Spokane Area Welcomes Dugout Canoe Project
Story Submitted by: Adam Wicks-Arshack, Program Director & Wilderness Guide
Voyages of Rediscovery is a river-based environmental education non-profit program based on the Columbia River. We have been running educational canoe trips for the past five years from the Canadian border all the way down to Astoria and the Pacific Ocean. During this time, over 1500 youth have paddled in our canoes!
We are currently up in Northern Ontario building Birch Bark Canoes with Native youth on Lake Temagami. It has been an incredible experience thus far. The youth have helped in every facet of the process from harvesting the birch bark to building the canoe. On Sunday, the day of the community's Pow Pow, the young people who helped build this 18ft canoe will launch their canoe on its maiden voyage around the island. The tribe here just hired 5 high school students to work for/with us for the next month. They will build 2 canoes as well, one with our help and suggestions and the second completely on their own, we will simply be observers! Check out our blog for more info and updates.
We will return to Washington State on August 20th and will immediately begin another canoe building project, this time with the young people of Kettle Falls, WA. We will be set up at the Kettle Falls Historical Center and will build 2 big canoes, one 25-30ft. dugout and one split cedar ribbed canoe (David Thompson style). The canoes will stay with the community and we hope to set up some sort of sustainable paddling program for the town.

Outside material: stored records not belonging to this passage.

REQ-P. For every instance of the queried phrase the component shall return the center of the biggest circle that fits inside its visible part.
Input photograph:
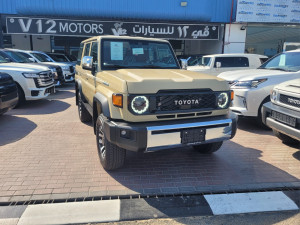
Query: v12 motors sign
(42, 26)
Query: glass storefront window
(269, 39)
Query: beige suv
(140, 100)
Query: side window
(87, 50)
(94, 54)
(79, 54)
(232, 61)
(241, 62)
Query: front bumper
(152, 136)
(69, 76)
(8, 101)
(293, 132)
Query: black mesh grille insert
(186, 102)
(288, 100)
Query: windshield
(287, 61)
(137, 54)
(17, 57)
(205, 61)
(41, 57)
(58, 57)
(3, 59)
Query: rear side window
(262, 60)
(232, 61)
(94, 53)
(79, 54)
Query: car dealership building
(192, 26)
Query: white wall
(41, 43)
(235, 38)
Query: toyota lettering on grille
(187, 102)
(294, 101)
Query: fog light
(34, 93)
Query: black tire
(286, 139)
(111, 156)
(208, 148)
(259, 120)
(21, 96)
(84, 115)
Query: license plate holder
(194, 135)
(289, 120)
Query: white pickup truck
(252, 88)
(33, 82)
(218, 63)
(282, 114)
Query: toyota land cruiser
(140, 100)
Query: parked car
(282, 114)
(218, 63)
(59, 57)
(142, 101)
(8, 93)
(67, 67)
(20, 56)
(252, 88)
(33, 82)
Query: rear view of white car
(218, 63)
(252, 88)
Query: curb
(150, 208)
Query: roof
(123, 37)
(235, 54)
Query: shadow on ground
(14, 128)
(39, 107)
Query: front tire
(111, 156)
(84, 115)
(21, 96)
(208, 148)
(285, 139)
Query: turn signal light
(231, 95)
(117, 100)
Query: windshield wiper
(115, 66)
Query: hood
(146, 81)
(198, 68)
(22, 67)
(290, 86)
(243, 75)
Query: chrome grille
(289, 100)
(185, 102)
(44, 80)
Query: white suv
(252, 88)
(218, 63)
(67, 67)
(34, 82)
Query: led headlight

Our plan is to facilitate the building of many dugout canoes with and for the young people living along and near the Columbia River. When young people are involved in building their own canoe, it creates a sense of ownership of the work they have completed. When these same young people paddle the canoe they built on the Columbia River, it fosters a sense of ownership and responsibility to the Columbia River, their Backyard River. Using canoes as a medium for education, we would like to help foster a new generation of Columbia River stewards. Our educational philosophy revolves around teaching our students the importance of inquiry. By experiencing, first hand, the greater world around them our students are given the opportunity to make observations of, connect with, and ask questions of this "greater world" they are experiencing for themselves.